We all love a good mystery. And, by that I mean we love it when it’s just a story and we’re not embroiled in it. Mysteries are no fun when we’re smack dab in the middle of them. None of us likes to be in a huge parking lot at a strange mall and have to solve the mystery of where we left our car. We don’t think it so intriguing when we can’t figure out which house it is that we’re supposed to make a delivery to in the dark, nor do we enjoy the puzzlement of where we last saw our coat when we need to be leaving the house NOW and it’s 15 degrees outside. Mysteries mean big audiences and bigger profits when it comes to novels and television shows, but not so much when it comes to real life.
From personal experience, I have concluded again and again that mysteries are nothing short of frustrating. I want to know the answer, not to be in the dark trying to get the light to come on. I want my car to start when I turn the key, not to have to try tapping on this wire or wiggling that lever hoping that it will work. Believe me, I’ve had my share of enigmatic rattletraps which gave me the anticipation of lying under the car to start it or walking to my destination, and I much prefer the dependable, steadfast vehicle.
More than once, I’ve actually had the experience of not being able to locate a house when delivering a piano and each time, the experience was humbling and discouraging. Even after the proper delivery address was located and the task was completed, the feeling lingered on for some hours. While it’s possible that others are put together differently and may actually enjoy a mystery, I have a sneaking suspicion that most of us like to see what’s happening. We like to know what’s going on and not be surprised. We don’t cherish walking in the dark, not knowing what’s coming beyond the next step.
While I’m thinking about it, I do have a couple of other mysteries that are a little less weighty that I’d like to see solved. For instance, I’d like to know where pocket lint comes from. I have never put that stuff IN my pocket, but I’m all the time taking it OUT! Is it organic or synthetic? Can something be made from it? Or is it just a ploy by the pocket monster to keep me on edge constantly, wondering if someday I’m going to reach in my pocket, only to find no money, but a whole pocket full of lint?
I also want to know where the money tree is.
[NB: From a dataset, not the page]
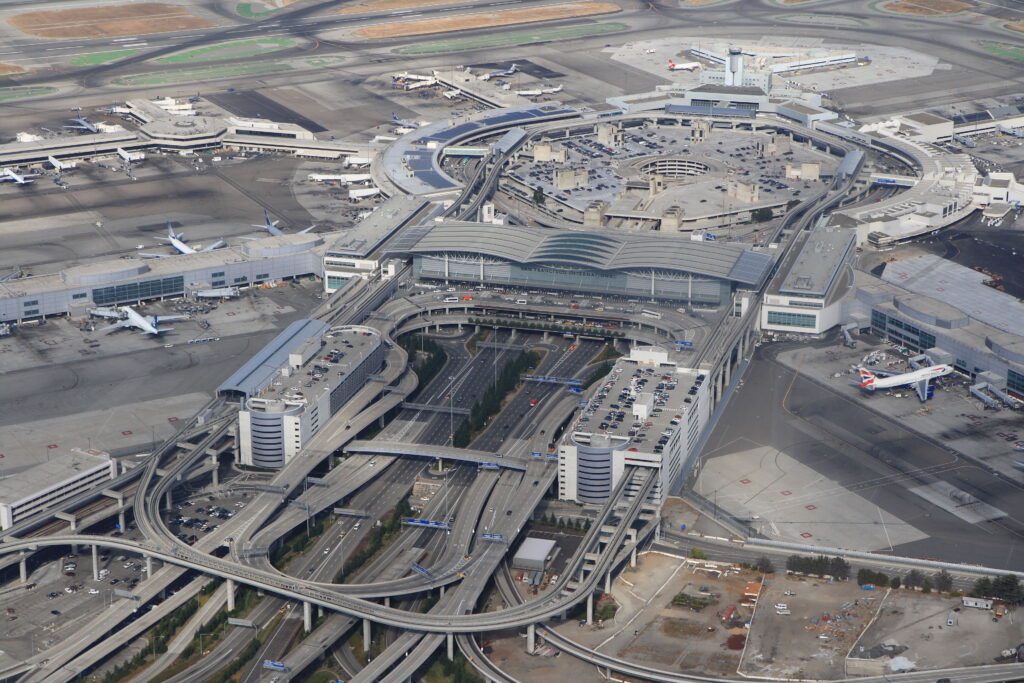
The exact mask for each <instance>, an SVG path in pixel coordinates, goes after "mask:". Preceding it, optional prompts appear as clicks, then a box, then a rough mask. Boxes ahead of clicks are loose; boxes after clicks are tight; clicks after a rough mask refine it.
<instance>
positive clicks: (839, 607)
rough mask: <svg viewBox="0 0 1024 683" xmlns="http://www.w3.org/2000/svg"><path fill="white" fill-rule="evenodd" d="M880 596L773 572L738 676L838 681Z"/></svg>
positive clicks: (877, 591) (841, 582) (759, 610)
Oh, don’t tell me there’s no such thing. My Father-in-Law told me about it many years ago and I’ve watched ever since. Kids come in the music store and look at a book or some clarinet reeds, inquiring about the price. When they’ve received the answer, they reply, “I’ll be right back.” They walk out of the store and in mere moments, return with cash in their hands. Even though I’ve never been able to locate it, I’m convinced that somewhere in the vicinity of my store, there is a money tree that yields a steady crop of one, fives, tens, and twenties, all the year round.
Aside from the tongue-in-cheek mysteries I speak of, and even more important than the trivial issues described above, I do find myself constantly frustrated and worrying about what is coming, both in the near future and in the years to come. I make plans and they are thwarted repeatedly. I promise results and circumstances change to make those results improbable, even frequently impossible. I have a business plan, but no way to be assured that the economy will cooperate, or that I have made allowances for every contingency. I want a crystal ball with which to see the future. I even find myself wondering if those who follow astrology and seek advice from palm readers and fortune tellers might be onto something. But just as often, I find myself realizing that even though I haven’t the abilities to solve the deep mysteries of the future, I know Someone who does. I walk in the dark, but He does not. What a relief that I’m not on my own, hoping against hope that things work out the way I want them to. I have confidence that they will be worked out exactly as they should be.
But, just between you and me, I’m going to keep on looking for that money-tree. It’s around here somewhere. I know it is!
“Let not your heart be troubled,” His tender word I hear,
And resting on His goodness, I lose my doubts and fears;
Though by the path He leadeth, but one step I may see;
His eye is on the sparrow, and I know He watches me;
When does it stop being mostly-cloudy and start being partly-sunny?